Sunday afternoon. Heading back home after spending good time with myself. Cell phone starts ringing. Its from Office!
<Flashback> I remembered reading a text message early in the morning that there was a High Severity incident involving the DBA team, but all was well with the databases.</Flashback>
The DBA on the other side of the call said that the incident was still not resolved and only one application was having connectivity issues to the database. The instance hosts multiple instances and close to 270 databases. Only one application was not able to connect to the database server. Over the phone I asked my team to check the following and everything was fine.
- Database status – ONLINE
- Did the application id had privileges? – Yes, DBO on the database
- Did SQL Server port change? – No, it was running on the listening on the correct port
- Did Error Log had any suspicious entries – No
- Does telnet from App Server to DB Server work? – Yes
- Is App Team able to connect to instance using Client Tools? – They cannot test it because the App server does not have Client Tools installed.
- Was the application service restarted after the server rebooted? – Yes. Despite that the application is unable to connect.
By the time the DBA did these checks, I had reached home. Again got a call that all the stakeholders are waiting for a fix from the DBA Team. I am now used to this behavior of the other support team in our environment. The moment someone whispers that it is a Database issue, every other team stops troubleshooting the issue from their end. Since the ball was in our court now, I logged on to the server to have a feel of the issue.
Everything was absolutely fine from the instance/database perspective. The Application connects to the instance using a particular windows id. This time it was not able to connect. When asked for the error messages with which the application was failing to connect, the support team gave a “custom” error message that the application generates. One more interesting thing was when the application could not connect, there was no message recorded in SQL Server Error Log. Usually when a login fails to connect, there will be a corresponding error logged in the Error Log. The absence of it clearly means that the Application ID is not even touching the instance.
Since telnet was working fine from App server to Database server, the connectivity issue was ruled out.

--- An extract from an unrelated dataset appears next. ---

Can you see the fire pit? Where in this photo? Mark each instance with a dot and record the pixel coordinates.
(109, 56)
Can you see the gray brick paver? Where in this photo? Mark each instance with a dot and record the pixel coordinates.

Now I had to look outside SQL Server to figure out the root cause. I opened Active Directory Users and Computers console (dsa.msc) and searched for the Application ID. Opened the properties of it and I could find the monster hidden behing the gray check box.
Wow! The Application ID was disabled in the Active Directory and you want it to connect to SQL Server? The DBA did not waste any time in announcing this on the Bridge and all the supporting teams woke up from sleep and started running around to enable the Windows Login. Most likely the Application Team had approved a Change Control to disable a Domain User and something got messed up somewhere. The post-mortem will be done later. For now they enabled the Domain Login and there it was connecting to the database!
I wish the System Administrators had spent one minute in checking the Domain Login, it would have saved hours for everyone involved in this incident.